When New Zealand writer Janet Frame died in 2004, she left behind almost 20 volumes of fiction, poetry, short stories and memoir, along with a giant hole in the literary community. It turns out she also left behind a few works she felt were too personal to publish during her lifetime.
Towards Another Summer is one such novel. Narrator Grace Cleave shares personal characteristics with Frame, including a shock of curly red hair, a New Zealand background, a London address and a diagnosis of mental illness, which Frame previously wrote about in her beloved memoir that was later made into a film, An Angel at My Table.
Towards Another Summer unfolds over one weekend. The normally reclusive Cleave accepts an invitation to spend a holiday with an acquaintance and his family. Ann and Philip and their two children are so normal and loving and warm that Cleave has no idea how to interact with them. When they disagree on a minor matter, she expects violence and tries to "pretend herself into invisibility."
She longs to explain to her hosts that the reason she seems so odd is because she has recently discovered she is not really a person: "I am a migratory bird," she says, perhaps a godwit. It's a consoling thought — if she were a bird it would help explain her failure to connect.

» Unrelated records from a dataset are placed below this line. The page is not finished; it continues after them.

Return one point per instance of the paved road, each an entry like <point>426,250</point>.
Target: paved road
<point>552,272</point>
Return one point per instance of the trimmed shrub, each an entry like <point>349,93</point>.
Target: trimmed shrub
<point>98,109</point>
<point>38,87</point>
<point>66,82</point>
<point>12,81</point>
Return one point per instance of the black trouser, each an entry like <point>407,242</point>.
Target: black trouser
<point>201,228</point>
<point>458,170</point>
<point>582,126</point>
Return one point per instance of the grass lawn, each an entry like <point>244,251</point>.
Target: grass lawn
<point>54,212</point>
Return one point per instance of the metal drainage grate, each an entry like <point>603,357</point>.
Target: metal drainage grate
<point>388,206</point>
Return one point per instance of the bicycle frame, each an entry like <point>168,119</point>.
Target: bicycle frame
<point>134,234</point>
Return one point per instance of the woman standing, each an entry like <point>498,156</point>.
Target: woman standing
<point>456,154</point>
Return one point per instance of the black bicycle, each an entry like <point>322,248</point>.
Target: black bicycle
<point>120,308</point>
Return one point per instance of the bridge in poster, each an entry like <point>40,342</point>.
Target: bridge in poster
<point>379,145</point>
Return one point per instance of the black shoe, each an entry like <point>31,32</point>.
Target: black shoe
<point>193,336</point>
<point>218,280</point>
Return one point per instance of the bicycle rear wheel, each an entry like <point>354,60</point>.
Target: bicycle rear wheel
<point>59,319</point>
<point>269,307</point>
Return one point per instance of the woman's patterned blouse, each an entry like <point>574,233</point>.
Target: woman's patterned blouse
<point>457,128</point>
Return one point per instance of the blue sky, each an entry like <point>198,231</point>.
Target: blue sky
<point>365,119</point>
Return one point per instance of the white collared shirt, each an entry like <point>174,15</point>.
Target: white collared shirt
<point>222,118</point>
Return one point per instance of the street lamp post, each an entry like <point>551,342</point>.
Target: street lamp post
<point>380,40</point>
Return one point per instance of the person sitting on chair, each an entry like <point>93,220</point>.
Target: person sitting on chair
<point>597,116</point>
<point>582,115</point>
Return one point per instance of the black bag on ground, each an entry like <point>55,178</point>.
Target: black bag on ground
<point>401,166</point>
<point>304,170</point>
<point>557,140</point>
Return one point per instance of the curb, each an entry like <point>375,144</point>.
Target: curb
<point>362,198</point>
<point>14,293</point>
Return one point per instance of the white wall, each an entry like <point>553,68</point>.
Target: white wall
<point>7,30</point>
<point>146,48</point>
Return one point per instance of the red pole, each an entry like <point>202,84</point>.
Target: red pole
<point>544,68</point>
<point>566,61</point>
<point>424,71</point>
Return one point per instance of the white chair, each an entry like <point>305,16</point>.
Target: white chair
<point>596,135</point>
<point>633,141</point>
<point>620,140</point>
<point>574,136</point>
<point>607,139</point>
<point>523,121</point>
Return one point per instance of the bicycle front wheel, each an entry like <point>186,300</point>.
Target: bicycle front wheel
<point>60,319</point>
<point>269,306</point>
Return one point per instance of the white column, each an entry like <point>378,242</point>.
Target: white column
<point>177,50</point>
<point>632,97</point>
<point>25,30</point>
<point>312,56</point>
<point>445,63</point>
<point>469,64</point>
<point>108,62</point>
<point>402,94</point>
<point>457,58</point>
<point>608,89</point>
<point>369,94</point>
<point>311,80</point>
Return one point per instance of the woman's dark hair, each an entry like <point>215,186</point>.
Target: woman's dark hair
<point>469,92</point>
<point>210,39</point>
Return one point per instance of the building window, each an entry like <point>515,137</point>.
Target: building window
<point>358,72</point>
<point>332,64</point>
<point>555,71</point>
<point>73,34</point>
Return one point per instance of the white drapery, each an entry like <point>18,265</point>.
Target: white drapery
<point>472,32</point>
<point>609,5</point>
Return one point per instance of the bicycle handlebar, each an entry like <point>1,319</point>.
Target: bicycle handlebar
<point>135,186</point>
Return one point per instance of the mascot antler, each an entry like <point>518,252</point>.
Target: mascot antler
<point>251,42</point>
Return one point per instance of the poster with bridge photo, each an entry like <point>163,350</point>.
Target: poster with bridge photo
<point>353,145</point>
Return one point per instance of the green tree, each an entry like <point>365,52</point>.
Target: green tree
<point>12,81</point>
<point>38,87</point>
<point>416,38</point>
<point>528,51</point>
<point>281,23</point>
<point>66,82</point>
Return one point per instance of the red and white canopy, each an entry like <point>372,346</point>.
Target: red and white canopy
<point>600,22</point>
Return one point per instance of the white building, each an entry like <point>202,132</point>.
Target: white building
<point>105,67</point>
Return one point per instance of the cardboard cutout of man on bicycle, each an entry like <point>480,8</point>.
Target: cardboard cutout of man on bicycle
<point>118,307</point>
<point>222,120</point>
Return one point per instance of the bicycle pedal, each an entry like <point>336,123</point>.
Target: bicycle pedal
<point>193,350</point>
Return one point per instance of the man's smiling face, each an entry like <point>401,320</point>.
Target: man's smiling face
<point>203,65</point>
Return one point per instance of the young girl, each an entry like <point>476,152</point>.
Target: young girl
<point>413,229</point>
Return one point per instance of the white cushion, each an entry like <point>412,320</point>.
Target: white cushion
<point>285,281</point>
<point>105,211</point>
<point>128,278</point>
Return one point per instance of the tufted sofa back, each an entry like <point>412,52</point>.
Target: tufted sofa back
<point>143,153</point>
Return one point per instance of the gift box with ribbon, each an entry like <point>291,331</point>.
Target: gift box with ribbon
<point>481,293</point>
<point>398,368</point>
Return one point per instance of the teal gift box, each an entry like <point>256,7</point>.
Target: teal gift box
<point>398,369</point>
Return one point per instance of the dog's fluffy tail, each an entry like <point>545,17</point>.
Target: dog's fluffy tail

She wishes she could fit their expectation of a writer by saying witty and fascinating things, but instead she struggles to complete sentences. She sees the family's quiet domesticity both as alluring and painfully restrictive.
Frame's writing is bird-like, bobbing and hopping around, occasionally building so much momentum it's as if the prose is trying to take flight. Frame wrote and lived with such exquisite sensitivity, even a story about a weekend holiday can, in her hands, be shattering. What makes the loss of Frame's talent a touch less shattering is the unearthing of a work as enthralling and honest as Towards Another Summer.